Lampes en forme de sculptures, vases aux mille couleurs, animaux stylisés... Sur l'île vénitienne de Murano, qui produit du verre depuis huit siècles, la verrerie d'art Archimède Seguso fait du sur-mesure pour ses clients, parmi lesquels rois et chefs d'Etat.

«Je me sens comme une sorte de couturier du verre. Quand nous allons dans une maison pour livrer un chandelier, nous l'installons de façon à ce qu'il transmette le bonheur», raconte à l'AFP Gino Seguso, qui a hérité de son père Archimède Seguso, décédé en 1999, une des verreries les plus prestigieuses de Venise.

Au siège de la verrerie Seguso, lovée entre canaux et arbres dans la délicieuse île de Murano (5000 habitants) et fondée il y a 50 ans par l'un des plus grands verriers du XXème siècle, le rythme de production est lent.

«Nous faisons tout à la main. Je sais que je suis à contre-courant», admet Gino Seguso, qui produit de trois à cinq pièces par jour, tandis que la concurrence, principalement chinoise, envahit le marché avec des millions d'objets: vases, bagues, cendriers, colliers...

«La différence de qualité est notable. S'ils veulent nous copier, qu'ils nous copient! De toute façon, nous sommes toujours capables de produire quelque chose de nouveau pour nous distinguer. Je crois que nous avons cette touche de fantaisie nécessaire pour réussir», se rassure M. Seguso.

La Maison Seguso cherche toujours à innover: «Dans un environnement aussi mondialisé, industrialisé et rapide, j'essaye de maintenir notre tradition, notre savoir-faire, même si c'est difficile», reconnaît l'héritier de la dynastie.

Pour soutenir sa maison, des clients comme la famille royale espagnole, la reine de Thaïlande Sirikit, des chefs d'Etat et de gouvernement comme le président du Conseil italien Silvio Berlusconi, qui figurent tous sur le livre d'or des visiteurs de la verrerie.

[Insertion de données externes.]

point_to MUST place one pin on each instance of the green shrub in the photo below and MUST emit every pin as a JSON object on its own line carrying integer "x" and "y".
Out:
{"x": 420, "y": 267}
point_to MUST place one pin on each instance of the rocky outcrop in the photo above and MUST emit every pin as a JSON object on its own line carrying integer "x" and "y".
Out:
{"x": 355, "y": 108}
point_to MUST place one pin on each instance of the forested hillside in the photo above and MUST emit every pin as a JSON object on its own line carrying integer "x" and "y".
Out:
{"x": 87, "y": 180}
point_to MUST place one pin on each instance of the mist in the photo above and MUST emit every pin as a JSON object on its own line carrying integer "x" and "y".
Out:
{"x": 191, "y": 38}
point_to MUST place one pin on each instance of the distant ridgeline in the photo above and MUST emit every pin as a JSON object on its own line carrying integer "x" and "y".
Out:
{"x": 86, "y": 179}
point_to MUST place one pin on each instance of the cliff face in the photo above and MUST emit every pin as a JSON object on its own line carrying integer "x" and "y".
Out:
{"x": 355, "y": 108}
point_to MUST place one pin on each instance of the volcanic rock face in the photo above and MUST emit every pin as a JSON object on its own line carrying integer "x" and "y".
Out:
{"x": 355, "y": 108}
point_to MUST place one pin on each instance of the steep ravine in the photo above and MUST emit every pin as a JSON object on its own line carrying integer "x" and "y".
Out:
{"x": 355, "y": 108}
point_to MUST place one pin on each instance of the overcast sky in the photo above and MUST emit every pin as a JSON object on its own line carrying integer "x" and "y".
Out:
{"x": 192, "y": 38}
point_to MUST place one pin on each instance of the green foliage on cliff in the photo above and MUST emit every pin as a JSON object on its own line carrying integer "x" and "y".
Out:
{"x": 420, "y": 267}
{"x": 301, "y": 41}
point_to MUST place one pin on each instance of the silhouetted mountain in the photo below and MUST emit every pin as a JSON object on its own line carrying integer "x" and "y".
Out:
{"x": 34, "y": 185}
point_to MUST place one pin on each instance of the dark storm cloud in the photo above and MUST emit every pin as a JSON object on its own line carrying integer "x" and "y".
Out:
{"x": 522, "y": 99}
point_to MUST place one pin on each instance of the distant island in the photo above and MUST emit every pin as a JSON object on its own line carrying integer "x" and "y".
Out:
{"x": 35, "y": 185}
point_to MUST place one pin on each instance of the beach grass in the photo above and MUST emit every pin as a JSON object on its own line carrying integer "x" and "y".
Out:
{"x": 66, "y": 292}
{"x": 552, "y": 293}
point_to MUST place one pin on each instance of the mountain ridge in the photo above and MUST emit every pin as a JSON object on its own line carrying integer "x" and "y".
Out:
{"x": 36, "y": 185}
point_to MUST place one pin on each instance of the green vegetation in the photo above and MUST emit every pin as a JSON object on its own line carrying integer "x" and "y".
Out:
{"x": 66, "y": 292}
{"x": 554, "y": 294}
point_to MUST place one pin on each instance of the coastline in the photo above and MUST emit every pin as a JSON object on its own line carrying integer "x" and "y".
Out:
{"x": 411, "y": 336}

«Nous préférons vendre directement», souligne l'artisan en cravate, qui reçoit sur rendez-vous «riches et pauvres», et espère fonder grâce à son réseau de collectionneurs du monde entier un musée Seguso à Murano.

«Nous espérons obtenir la bénédiction de l'architecte Frank Gehry (auteur du spectaculaire musée de Bilbao en Espagne) pour un projet s'inspirant d'un vase de mon père. Un vase de verre pour contenir du verre», révèle-t-il, tout en dévoilant une maquette surmontée d'une grande tour transparente.

Un pari au budget faramineux de 35 millions d'euros qui viendrait s'ajouter aux autres musées d'art contemporain qui ont ouvert ces dernières années à Venise: la «Pointe de la Douane» du milliardaire français François Pinault et la Fondation Vedova signée Renzo Piano, qui sont venues s'ajouter à la Fondation Guggenheim.

«Est en jeu l'héritage d'une famille qui travaille le verre depuis 750 ans, et surtout celui de mon père, Archimède, qui était l'un des grands maîtres du verre du XXème siècle», soupire M. Seguso, qui a abandonné il y a quelques années les fourneaux, contrairement à son père qui est resté en activité jusqu'à l'âge de 90 ans.

«Il était influencé par le monde et pensait pouvoir à son tour servir le monde entier grâce à l'art, l'élégance et l'innovation», dit le fils à propos de son père, qui a maintenu durant 60 ans une collaboration fructueuse avec la prestigieuse maison américaine Tiffany's, mais a aussi travaillé pour Cartier.